Kızılkule’nin hemen arkasındaki taş sokaktan yukarı doğru yürürken, içimde garip bir heyecan vardı. O taş evin kapısını çaldığımda gece sessizliğe gömülmüştü. Ve kapıyı Su açtı.
Su, adını fısıldar gibi söyledi. “Yüksek ses gereksizdir,” dedi. “Ne hissettiğini anlayan biri varsa karşında, susmak yeterlidir.” Onu izlerken bunu anladım. Sessizliğin içinde yankılanan bir tensellik taşıyordu.
Odaya girdiğimizde perde usulca dalgalanıyordu. Loşluk hâkimdi, sadece küçük bir lambanın yumuşak ışığı tavana vuruyordu. Su yavaşça yanıma geldi, hiçbir şey sormadan ellerimi tuttu. Parmaklarını parmaklarımın arasında gezdirirken, “Bedenimle konuşmayı tercih ederim,” dedi.

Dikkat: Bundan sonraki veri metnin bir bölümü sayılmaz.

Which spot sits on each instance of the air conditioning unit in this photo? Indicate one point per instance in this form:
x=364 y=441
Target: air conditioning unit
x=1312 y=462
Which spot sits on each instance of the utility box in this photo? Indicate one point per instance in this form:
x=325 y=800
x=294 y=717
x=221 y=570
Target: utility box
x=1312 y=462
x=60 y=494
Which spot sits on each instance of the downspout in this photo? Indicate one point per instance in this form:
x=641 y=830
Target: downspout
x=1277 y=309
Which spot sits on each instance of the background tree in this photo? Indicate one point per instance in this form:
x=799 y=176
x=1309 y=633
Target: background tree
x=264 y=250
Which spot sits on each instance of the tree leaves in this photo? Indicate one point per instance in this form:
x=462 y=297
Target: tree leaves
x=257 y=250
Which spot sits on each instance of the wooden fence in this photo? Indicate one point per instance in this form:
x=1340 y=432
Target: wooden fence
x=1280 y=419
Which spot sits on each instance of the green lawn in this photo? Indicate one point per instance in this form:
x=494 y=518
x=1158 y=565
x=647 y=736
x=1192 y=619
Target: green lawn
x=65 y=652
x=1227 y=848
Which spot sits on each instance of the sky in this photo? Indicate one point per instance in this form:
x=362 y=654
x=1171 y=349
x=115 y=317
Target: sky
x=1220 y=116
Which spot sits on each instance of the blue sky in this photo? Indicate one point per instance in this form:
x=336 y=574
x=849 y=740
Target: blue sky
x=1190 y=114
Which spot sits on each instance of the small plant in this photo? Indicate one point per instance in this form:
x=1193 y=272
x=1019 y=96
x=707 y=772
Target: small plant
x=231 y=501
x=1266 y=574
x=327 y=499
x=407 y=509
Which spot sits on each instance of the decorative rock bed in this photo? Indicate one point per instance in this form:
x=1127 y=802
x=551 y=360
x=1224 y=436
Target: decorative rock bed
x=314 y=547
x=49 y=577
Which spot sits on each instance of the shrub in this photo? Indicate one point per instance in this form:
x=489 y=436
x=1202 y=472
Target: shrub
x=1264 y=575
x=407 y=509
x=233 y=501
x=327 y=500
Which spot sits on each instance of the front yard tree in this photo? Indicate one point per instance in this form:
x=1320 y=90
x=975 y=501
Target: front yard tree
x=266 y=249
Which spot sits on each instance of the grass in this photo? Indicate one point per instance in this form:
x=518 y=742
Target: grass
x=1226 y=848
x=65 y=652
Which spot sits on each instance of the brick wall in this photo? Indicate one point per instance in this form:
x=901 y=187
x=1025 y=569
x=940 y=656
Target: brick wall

İlk öpücüğümüz konuşmadan oldu. Dudakları tenime değdiğinde, içimden bir dalga geçti. Sadece nefesimiz konuşuyordu artık. Su’nun her dokunuşu, bilinçliydi. Fısıltılarla yönlendiriyordu beni. “Şimdi göğsüme dokun… ama yavaş,” dedi. Fısıltısıyla birlikte içimdeki ritim yavaşladı, dünya durdu.
Yatağın üzerine uzandığında, başı geriye düştü ama sesi yükselmedi. Her an, her temas bir sır gibiydi. Dudaklarımı boynuna sürerken usulca, “Hiç ses çıkarmadan bağırmayı öğrendim,” dedi. Bu söz, o geceyi anlatmaya yetiyordu.
Onunla birlikte olmak, bir tenin iç sesini duymaktı. Sessizliğin içinde bedenlerimiz sanki bir müzik parçasına dönüştü. Ama bu parça sadece fısıltılardan oluşuyordu. Hiçbir çığlık yoktu, ama her temas, içten gelen yankılarla doluydu.
Gecenin sonunda, başını göğsüme koydu. O loşlukta sadece kalp atışlarımız duyuluyordu. “Beni hatırlaman için sesimi değil, tenimi bırakıyorum sana,” dedi. Ve gerçekten, Su’nun sessizliği hâlâ üzerimde yankılanıyor.
Sen de Alanya’da çığlıkların değil fısıltıların konuştuğu bir gece yaşamak istiyorsan, Su seni bekliyor. Onunla teninin sesini duymaya cesaret et ve şimdi Alanya Fısıltılı Sevişen Sessiz Escort randevunu oluştur.